The Chinese Lake Murders
- First UK edition
- Author: Robert van Gulik
- Series: Judge Dee
- Genre: Gong'an fiction, Mystery, Detective novel, Crime, Historical mystery
- Publisher: Michael Joseph (UK) Harper & Brothers (US)
- Publication date: 1960
- Media type: Print
- Preceded by: The Chinese Bell Murders
- Followed by: The Chinese Gold Murders

= The Chinese Lake Murders =

1960 novel by Robert van Gulik

The Chinese Lake Murders is a gong'an historical mystery novel written by Robert van Gulik and set in Imperial China (roughly speaking the Tang dynasty). It is a fiction based on the real character of Judge Dee (Ti Jen-chieh or Di Renjie), a magistrate and statesman of the Tang court, who lived roughly 630-700.

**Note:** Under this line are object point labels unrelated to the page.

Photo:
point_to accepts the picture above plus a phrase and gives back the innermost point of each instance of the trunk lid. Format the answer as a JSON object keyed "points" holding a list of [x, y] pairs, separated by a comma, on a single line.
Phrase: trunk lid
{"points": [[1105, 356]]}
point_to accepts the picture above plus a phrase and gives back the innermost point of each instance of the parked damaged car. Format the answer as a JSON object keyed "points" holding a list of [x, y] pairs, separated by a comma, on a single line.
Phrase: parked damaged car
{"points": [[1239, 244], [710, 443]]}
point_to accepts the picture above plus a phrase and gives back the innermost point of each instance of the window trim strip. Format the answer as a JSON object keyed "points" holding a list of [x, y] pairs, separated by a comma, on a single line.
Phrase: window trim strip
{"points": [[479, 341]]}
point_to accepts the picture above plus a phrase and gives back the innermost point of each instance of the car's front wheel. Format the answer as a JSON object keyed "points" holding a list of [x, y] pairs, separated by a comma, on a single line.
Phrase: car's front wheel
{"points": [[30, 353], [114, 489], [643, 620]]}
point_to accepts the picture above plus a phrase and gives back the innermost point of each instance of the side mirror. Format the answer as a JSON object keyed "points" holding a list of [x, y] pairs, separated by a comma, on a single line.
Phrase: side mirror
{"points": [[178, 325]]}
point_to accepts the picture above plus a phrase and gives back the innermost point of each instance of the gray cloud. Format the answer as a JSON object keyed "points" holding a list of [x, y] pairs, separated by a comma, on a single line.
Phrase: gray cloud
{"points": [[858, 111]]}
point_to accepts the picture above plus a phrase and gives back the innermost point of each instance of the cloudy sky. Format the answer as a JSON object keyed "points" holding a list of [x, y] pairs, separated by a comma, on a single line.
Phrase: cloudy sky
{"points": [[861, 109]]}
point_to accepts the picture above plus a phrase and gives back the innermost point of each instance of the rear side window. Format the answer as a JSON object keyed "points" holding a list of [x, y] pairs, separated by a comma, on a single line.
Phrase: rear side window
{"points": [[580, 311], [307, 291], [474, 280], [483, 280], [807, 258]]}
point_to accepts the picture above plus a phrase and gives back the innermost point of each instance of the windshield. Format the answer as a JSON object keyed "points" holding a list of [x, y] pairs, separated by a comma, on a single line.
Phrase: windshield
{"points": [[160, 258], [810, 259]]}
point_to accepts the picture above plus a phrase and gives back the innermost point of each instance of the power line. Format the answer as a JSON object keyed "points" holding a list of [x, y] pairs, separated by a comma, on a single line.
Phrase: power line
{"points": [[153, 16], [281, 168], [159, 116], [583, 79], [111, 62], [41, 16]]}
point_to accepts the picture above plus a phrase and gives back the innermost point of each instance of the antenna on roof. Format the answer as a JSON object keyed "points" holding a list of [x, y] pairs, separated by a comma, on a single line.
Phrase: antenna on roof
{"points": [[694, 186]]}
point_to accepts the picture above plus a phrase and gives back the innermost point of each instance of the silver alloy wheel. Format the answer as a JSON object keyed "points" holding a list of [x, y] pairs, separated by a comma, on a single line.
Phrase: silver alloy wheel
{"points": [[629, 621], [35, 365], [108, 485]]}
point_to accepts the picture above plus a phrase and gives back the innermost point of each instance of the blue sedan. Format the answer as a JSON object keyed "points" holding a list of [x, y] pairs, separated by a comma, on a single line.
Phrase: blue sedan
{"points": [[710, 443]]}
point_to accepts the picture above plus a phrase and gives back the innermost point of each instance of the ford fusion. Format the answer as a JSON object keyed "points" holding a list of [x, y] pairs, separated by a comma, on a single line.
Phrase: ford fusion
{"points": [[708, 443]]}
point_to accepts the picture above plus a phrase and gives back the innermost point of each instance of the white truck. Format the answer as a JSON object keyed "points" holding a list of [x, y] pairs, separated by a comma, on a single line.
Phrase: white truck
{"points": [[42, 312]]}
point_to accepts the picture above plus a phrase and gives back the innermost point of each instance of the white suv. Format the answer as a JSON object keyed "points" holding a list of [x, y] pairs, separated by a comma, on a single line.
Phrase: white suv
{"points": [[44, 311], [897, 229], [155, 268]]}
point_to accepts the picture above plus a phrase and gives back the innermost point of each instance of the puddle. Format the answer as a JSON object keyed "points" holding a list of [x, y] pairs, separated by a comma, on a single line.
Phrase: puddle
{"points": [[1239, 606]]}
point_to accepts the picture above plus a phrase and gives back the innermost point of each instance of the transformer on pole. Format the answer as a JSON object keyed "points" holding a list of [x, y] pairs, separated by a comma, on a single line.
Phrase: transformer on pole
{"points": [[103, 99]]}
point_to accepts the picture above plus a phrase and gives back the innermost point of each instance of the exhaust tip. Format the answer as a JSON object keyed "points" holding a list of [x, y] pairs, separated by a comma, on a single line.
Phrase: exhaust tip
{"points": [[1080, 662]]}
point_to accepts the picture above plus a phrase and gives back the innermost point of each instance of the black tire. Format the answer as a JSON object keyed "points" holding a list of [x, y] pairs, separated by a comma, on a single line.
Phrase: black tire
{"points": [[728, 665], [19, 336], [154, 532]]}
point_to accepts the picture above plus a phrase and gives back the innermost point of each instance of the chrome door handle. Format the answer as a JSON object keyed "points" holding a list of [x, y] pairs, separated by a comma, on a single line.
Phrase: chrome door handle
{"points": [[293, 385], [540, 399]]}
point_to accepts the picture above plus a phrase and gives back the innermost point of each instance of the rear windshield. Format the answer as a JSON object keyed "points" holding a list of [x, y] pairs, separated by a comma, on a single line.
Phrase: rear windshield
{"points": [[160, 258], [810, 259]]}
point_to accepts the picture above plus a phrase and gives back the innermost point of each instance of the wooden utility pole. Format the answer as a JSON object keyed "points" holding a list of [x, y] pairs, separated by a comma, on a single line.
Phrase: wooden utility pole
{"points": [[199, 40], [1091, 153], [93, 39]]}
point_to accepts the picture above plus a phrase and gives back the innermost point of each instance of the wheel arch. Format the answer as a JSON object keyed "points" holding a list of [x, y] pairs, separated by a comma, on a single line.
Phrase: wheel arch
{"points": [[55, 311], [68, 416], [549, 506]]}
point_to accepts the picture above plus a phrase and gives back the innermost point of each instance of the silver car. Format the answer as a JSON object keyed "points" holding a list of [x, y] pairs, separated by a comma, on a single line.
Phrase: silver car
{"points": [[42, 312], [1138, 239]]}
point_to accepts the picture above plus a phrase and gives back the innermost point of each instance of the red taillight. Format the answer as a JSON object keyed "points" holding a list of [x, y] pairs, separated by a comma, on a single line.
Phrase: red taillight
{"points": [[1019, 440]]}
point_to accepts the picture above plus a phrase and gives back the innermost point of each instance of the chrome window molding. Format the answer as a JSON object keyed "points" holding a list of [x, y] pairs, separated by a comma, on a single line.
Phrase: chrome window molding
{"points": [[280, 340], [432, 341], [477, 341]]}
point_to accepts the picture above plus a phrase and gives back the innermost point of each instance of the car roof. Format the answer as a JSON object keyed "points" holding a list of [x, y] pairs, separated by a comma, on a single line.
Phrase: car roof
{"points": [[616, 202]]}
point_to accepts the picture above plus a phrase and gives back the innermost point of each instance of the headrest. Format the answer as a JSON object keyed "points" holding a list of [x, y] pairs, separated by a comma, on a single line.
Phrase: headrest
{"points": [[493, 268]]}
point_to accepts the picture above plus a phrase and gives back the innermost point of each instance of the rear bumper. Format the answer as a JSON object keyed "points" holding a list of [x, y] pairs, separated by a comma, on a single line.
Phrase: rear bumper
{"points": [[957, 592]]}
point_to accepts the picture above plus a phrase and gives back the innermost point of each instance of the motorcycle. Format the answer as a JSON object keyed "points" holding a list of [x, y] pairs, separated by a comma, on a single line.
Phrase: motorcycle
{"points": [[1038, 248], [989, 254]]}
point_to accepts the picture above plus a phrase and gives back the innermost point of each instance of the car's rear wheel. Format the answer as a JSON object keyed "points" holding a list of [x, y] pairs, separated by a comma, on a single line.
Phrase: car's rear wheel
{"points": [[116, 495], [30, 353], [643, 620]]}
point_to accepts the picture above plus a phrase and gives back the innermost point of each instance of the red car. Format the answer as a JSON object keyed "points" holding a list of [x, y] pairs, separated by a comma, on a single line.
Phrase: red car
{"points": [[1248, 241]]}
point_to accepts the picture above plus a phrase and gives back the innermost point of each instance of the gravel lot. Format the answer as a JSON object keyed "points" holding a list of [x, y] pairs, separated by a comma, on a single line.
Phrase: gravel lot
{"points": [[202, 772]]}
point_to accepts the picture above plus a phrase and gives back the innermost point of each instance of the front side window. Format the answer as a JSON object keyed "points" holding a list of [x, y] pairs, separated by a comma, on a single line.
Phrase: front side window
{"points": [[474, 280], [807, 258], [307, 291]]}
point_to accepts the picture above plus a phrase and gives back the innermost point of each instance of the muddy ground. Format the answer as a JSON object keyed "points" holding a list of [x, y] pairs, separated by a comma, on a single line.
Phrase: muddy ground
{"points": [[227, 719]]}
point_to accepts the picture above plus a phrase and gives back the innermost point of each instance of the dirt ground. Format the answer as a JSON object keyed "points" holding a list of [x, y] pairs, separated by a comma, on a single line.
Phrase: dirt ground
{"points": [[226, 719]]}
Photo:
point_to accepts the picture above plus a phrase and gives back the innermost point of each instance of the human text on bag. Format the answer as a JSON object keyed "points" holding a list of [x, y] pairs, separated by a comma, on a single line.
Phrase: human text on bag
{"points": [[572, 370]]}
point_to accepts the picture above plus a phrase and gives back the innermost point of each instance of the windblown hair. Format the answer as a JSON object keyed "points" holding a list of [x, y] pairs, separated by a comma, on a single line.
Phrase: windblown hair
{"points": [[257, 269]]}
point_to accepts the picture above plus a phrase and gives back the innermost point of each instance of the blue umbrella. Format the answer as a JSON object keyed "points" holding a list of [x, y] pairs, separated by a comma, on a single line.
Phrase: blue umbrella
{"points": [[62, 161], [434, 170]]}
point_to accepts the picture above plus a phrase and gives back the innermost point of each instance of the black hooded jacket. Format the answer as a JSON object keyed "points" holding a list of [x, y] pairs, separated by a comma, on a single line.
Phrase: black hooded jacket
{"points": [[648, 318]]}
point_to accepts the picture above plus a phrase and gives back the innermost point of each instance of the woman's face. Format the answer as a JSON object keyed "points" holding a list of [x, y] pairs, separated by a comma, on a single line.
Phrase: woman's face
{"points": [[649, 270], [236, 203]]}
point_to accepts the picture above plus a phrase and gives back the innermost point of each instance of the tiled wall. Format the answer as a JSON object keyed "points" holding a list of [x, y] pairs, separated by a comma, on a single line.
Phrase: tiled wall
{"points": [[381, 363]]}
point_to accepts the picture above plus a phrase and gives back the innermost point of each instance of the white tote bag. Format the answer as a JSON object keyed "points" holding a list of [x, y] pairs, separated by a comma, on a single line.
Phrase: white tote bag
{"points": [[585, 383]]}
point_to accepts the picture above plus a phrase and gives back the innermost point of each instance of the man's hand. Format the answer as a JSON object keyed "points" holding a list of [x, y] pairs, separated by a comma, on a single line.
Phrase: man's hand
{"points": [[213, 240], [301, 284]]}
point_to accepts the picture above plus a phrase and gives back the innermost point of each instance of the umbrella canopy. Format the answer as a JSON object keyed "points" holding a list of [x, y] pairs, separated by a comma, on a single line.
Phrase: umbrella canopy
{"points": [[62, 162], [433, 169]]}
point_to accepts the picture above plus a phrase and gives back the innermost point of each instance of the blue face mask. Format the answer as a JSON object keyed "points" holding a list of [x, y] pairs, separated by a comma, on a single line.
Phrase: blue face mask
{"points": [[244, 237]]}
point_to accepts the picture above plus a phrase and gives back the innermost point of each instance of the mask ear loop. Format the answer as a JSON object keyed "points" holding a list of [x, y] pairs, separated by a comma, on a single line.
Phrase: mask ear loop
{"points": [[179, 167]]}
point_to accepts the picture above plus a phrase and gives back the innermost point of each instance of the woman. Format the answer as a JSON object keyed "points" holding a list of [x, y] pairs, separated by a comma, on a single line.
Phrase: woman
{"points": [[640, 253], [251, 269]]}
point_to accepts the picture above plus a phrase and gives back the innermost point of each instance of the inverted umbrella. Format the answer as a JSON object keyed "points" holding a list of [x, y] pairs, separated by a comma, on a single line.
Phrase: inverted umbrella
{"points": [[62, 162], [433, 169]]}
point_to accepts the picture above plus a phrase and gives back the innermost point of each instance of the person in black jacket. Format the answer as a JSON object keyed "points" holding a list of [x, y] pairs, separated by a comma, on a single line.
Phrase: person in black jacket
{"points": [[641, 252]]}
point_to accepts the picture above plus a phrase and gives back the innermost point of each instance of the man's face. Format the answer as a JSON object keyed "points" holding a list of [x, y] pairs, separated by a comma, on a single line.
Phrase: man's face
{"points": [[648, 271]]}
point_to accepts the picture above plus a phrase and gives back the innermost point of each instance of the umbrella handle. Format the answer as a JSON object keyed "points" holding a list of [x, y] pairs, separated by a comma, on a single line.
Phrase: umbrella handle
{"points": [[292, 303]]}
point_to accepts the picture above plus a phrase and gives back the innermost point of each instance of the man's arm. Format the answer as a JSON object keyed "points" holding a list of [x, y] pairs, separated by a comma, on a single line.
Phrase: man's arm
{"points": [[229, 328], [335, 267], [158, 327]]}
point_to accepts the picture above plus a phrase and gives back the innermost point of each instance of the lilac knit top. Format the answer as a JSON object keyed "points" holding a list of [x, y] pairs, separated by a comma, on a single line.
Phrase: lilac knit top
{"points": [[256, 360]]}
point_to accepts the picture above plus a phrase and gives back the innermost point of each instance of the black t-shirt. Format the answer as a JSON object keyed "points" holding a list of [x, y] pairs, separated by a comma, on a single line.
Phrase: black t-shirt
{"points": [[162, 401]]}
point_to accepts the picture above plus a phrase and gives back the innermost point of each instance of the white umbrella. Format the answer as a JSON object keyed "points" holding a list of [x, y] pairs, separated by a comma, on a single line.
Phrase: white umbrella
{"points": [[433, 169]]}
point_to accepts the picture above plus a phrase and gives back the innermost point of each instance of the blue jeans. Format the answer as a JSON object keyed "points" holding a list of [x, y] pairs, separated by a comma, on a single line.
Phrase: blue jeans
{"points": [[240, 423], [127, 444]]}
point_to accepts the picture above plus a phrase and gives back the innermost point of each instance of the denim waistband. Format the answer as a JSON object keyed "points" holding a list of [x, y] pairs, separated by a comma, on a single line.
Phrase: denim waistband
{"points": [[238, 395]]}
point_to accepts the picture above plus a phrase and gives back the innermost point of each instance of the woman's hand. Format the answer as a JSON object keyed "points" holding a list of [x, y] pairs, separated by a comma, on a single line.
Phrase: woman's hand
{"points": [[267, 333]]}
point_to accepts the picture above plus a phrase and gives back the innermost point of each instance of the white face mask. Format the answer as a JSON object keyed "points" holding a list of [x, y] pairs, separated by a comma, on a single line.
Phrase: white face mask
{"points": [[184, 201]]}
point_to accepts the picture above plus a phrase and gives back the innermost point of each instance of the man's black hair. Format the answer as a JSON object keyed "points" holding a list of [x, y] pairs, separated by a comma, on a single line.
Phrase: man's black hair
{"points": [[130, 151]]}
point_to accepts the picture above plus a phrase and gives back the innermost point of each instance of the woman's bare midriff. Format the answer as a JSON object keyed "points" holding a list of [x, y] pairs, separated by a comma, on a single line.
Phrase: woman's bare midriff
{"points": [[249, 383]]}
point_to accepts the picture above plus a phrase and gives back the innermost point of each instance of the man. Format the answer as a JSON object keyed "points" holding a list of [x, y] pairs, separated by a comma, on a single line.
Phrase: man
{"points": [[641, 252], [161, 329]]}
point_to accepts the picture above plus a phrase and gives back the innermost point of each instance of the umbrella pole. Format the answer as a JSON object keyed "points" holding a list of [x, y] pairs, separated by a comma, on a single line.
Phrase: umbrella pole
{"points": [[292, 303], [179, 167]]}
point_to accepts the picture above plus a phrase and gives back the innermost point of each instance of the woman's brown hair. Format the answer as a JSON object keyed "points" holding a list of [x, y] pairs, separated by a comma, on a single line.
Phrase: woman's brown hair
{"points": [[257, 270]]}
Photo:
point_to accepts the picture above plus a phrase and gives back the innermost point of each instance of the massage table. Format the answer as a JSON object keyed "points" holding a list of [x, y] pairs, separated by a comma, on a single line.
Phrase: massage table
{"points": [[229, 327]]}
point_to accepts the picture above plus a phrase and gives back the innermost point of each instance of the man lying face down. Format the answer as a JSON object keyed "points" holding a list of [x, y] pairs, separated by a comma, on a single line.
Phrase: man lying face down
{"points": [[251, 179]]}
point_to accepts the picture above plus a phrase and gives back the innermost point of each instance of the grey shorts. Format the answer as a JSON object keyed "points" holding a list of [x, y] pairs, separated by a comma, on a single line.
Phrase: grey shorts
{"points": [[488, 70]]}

This book was originally written by Robert van Gulik sometime between 1953 and 1956. Like its predecessor, The Chinese Maze Murders it was intended for a Japanese or Chinese audience but he later choose to publish it in English. The Chinese Lake Murder was written at roughly the same time as The Chinese Bell Murders but remained unpublished for some years.

==Plot introduction==
In the year 666, Judge Dee, the newly appointed magistrate of the fictional town of Han-yuan, must solve three murders. Han-yuan is an isolated town famous for its floating brothels or "flower boats". The murders seem to be related but just how they are connected is a mystery. The whole investigation turns into a maze of political intrigue, sordid greed, and dark passions.

Han-yuan was also the setting for another story The Morning of the Monkey, a short novel in The Monkey and the Tiger.

==Literary significance and criticism==
"The murder of Almond Blossom on the Flower Boat, while Judge Dee is being entertained, is preceded by a confusing chapter of pseudo-supernatural terror. The rest is a good gangster story: lowlifes and blondes translated into Chinese. Only the judge and his three loyal goons are original and freshly entertaining".